Role of OPEC in Global Oil Prices Reduction

The Organization of the Petroleum Exporting Countries (OPEC) is an intergovernmental organization of twelve oil-producing countries made up of Algeria, Angola, Ecuador, Iran, Iraq, Kuwait, Libya, Nigeria, Qatar, Saudi Arabia, the United Arab Emirates, and Venezuela.

  • OPEC has twelve member countries: six in the Middle East, four in Africa, and two in South America. Every member of OPEC is a net exporter of Oil.
  • Indonesia withdrew in 2008 after it became a net importer of oil, but stated it would likely return if it became a net exporter again.
  • Ecuador joined the organisation in 1973 and left it in 1991, while Gabon, which joined the group in 1975, dissociated with it in 1995. OPEC was formed by Iran, Iraq, Saudi Arabia, Kuwait and Venezuela in Baghdad in 1960. The organisation controls nearly 40 per cent of the international crude oil trade.

OPEC and Global Oil Prices Reduction

OPEC plays very important role in the determination of Global oil prices. OPEC is a swing producer, as this Oligopolistic group is able to increase or decrease commodity supply at minimal additional internal cost, and thus able to influence prices and balance the markets, providing downside protection in the short to middle term. Thus, the decisions of OPEC have had considerable influence on international oil prices. In 1973 energy crisis some OPEC members refused to ship oil to western countries that had supported Israel in the Yom Kippur War, which Israel had fought against Egypt and Syria. This refusal caused a fourfold increase in the price of oil, which lasted five months in 1973-74. In 1995 the OPEC nations agreed to raise crude oil prices by 10%.

OPEC raises the oil price by agreeing to reduce production.
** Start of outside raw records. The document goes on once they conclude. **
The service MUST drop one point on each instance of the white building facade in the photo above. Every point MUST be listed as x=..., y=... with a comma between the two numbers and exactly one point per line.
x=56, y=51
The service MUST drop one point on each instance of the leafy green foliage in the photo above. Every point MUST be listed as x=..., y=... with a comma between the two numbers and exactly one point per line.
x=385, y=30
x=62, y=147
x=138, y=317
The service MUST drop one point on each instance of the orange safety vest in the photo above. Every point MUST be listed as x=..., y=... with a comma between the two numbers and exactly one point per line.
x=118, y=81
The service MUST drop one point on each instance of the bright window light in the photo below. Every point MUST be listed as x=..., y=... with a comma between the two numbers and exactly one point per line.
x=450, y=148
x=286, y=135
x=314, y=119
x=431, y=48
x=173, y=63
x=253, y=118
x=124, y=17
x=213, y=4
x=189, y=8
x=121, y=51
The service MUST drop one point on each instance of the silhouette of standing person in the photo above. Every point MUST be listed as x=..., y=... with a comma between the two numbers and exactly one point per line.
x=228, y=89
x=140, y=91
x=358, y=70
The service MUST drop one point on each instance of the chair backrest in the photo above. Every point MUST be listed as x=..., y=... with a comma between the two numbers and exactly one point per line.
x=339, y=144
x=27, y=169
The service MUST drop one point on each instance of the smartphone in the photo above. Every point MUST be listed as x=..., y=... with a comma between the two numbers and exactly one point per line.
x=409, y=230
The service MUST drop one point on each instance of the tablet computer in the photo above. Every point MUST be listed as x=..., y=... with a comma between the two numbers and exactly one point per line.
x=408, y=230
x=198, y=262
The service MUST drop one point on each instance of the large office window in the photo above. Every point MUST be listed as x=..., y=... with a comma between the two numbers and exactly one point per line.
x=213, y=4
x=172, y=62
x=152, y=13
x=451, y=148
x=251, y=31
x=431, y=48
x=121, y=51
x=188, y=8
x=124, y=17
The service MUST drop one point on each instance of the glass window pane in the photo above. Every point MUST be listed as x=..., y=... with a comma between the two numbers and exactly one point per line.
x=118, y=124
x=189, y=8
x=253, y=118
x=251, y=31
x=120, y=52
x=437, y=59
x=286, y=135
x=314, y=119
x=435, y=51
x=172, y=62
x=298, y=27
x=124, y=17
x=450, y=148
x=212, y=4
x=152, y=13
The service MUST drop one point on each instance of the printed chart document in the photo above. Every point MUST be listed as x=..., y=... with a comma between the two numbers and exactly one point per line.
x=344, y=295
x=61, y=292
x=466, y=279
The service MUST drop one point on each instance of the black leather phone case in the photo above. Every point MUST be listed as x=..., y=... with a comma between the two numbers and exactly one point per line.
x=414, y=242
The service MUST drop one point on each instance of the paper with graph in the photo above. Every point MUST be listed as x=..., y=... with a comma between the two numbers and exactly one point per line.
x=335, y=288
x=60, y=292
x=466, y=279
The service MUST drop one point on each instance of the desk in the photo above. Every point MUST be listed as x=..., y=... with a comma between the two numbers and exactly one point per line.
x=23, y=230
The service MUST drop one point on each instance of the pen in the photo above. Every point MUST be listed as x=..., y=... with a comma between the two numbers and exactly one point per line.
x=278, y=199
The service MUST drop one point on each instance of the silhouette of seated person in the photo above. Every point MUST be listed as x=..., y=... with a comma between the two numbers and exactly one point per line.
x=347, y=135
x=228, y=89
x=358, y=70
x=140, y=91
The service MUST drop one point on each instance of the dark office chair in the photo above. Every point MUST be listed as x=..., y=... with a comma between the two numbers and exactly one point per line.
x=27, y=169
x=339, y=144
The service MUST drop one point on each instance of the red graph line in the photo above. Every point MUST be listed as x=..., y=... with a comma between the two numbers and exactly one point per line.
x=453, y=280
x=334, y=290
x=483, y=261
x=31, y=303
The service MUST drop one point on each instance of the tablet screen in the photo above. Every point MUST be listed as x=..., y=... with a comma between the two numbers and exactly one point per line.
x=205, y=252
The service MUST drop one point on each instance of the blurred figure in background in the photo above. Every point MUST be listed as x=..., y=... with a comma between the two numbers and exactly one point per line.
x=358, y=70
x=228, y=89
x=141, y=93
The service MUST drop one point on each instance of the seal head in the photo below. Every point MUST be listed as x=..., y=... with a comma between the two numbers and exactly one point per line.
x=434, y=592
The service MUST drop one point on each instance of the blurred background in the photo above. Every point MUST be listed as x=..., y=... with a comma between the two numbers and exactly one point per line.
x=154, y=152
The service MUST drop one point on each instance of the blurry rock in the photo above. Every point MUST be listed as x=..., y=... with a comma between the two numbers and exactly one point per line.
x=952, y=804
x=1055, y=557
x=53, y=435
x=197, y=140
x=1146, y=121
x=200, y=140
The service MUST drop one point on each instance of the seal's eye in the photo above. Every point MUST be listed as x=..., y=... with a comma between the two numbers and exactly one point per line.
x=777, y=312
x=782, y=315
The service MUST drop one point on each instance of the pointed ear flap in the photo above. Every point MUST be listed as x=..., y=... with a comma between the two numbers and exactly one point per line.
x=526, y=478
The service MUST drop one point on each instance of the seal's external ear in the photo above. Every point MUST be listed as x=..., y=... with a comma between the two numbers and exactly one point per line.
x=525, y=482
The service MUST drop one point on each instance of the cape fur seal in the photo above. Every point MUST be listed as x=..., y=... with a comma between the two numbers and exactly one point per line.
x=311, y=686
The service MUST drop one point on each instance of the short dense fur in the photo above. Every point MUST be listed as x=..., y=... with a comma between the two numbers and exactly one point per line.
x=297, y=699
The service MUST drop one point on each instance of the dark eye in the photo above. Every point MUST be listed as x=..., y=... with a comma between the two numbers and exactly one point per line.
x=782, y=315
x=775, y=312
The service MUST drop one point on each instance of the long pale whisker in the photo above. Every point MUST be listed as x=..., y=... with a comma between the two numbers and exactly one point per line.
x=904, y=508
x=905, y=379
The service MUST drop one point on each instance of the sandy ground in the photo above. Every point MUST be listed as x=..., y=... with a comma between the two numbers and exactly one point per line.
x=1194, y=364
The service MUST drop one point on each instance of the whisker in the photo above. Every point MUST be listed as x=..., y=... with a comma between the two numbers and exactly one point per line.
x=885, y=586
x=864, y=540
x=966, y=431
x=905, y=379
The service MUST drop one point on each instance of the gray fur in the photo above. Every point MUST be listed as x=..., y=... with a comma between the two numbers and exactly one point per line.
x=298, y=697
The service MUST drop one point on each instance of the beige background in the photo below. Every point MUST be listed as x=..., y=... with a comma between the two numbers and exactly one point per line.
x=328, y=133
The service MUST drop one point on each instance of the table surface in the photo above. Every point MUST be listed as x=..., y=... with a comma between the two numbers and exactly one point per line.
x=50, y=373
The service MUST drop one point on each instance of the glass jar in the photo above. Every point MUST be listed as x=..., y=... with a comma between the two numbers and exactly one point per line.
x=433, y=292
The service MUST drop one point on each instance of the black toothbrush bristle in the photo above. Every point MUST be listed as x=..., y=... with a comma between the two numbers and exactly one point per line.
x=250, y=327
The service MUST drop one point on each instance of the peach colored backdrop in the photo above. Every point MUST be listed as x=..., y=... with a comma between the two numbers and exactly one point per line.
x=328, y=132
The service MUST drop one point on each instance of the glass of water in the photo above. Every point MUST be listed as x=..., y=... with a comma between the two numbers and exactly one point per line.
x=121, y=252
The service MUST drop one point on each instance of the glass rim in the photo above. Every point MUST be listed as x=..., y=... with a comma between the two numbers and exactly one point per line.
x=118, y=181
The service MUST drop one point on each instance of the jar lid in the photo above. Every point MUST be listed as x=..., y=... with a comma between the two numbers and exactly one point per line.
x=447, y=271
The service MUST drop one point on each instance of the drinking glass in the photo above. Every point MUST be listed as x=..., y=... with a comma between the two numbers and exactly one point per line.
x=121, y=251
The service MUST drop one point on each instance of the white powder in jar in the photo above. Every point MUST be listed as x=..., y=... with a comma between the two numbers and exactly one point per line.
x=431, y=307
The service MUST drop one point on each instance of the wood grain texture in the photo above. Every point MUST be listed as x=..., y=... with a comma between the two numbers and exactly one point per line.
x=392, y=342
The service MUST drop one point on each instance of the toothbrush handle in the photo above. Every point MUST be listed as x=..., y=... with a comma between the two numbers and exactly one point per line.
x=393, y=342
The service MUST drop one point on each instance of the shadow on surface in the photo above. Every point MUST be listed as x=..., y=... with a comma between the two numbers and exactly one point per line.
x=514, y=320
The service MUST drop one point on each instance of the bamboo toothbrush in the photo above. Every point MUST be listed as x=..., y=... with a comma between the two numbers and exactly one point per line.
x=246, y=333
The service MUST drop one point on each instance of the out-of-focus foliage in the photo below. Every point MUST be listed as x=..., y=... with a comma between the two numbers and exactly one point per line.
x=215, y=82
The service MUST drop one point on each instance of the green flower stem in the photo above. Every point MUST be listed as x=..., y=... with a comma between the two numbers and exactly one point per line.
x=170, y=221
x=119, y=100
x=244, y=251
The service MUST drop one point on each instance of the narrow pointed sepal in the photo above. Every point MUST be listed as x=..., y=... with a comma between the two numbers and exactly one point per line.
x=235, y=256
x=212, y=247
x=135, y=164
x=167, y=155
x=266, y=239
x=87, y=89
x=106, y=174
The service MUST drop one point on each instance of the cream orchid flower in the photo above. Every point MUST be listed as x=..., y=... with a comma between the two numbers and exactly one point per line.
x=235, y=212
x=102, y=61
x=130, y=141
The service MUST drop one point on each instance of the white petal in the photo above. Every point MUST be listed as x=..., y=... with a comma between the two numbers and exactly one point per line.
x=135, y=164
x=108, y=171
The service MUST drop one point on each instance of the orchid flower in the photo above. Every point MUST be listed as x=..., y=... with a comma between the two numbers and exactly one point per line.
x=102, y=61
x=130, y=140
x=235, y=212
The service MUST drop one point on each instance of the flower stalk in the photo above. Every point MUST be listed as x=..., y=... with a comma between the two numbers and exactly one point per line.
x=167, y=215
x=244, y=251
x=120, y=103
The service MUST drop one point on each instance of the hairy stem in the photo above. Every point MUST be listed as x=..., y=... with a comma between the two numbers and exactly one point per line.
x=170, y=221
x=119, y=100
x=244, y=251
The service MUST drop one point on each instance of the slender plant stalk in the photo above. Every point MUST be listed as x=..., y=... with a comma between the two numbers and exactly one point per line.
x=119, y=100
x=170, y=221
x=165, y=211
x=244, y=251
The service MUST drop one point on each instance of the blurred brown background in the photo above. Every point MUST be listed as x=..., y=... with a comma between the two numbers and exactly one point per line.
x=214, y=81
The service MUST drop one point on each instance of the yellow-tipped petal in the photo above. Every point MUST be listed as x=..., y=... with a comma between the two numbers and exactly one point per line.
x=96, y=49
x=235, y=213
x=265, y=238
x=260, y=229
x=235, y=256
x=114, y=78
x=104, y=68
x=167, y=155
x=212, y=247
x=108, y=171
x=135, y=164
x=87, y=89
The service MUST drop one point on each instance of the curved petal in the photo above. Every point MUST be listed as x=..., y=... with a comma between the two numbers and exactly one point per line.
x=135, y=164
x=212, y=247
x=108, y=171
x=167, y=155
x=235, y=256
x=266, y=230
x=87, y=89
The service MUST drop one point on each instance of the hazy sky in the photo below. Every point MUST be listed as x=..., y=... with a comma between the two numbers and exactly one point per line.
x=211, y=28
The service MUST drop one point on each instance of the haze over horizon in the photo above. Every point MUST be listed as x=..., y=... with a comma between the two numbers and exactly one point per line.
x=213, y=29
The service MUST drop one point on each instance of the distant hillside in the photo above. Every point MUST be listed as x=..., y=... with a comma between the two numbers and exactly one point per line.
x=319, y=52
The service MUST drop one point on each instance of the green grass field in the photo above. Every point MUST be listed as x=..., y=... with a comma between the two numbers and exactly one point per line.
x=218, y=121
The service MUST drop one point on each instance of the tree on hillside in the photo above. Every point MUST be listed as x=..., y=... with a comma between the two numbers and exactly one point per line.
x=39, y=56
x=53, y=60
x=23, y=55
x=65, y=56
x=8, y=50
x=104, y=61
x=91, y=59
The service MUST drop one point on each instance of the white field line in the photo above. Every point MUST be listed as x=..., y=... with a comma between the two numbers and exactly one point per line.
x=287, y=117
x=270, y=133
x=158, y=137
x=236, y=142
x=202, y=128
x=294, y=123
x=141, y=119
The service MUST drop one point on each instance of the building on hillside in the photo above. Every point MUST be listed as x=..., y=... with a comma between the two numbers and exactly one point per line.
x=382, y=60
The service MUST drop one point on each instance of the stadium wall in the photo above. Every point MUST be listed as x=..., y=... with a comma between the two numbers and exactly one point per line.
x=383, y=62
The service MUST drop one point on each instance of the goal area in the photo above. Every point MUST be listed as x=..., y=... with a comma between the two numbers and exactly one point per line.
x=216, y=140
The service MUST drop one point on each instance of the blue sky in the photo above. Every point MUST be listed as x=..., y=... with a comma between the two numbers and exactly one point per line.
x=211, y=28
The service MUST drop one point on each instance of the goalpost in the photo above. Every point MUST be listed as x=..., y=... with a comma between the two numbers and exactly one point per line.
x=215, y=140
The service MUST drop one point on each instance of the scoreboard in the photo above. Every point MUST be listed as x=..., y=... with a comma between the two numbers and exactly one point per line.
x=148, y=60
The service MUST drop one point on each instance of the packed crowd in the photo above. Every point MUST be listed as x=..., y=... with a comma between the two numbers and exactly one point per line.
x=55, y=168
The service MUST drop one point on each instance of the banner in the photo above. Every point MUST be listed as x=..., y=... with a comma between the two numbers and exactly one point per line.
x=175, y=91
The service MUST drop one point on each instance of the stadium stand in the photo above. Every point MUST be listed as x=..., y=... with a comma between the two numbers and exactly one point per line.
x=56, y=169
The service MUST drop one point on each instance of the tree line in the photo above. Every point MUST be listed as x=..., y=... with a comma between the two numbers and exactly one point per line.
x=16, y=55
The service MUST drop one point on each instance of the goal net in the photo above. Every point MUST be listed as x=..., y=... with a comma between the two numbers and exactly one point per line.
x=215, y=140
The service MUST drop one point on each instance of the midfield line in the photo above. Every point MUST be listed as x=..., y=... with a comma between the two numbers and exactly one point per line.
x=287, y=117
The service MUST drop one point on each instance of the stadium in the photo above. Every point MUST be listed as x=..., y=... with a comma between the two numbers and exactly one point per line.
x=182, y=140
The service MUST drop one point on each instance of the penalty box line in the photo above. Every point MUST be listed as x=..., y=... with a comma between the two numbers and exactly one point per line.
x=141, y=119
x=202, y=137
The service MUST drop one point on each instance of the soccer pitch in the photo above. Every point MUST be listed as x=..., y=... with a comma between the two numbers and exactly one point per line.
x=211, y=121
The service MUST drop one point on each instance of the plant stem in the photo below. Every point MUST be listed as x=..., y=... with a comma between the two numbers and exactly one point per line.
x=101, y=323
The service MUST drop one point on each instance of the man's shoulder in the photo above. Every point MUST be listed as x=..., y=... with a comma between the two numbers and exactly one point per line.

It also pursues ways and means of ensuring the stabilization of prices in international oil markets with a view to eliminating harmful and unnecessary fluctuations; giving due regard at all times to the interests of the producing nations and to the necessity of securing a steady income to the producing countries; an efficient and regular supply of petroleum to consuming nations, and a fair return on their capital to those investing in the petroleum industry. OPEC’s influence on the market has been widely criticized, since it became effective in determining production and prices.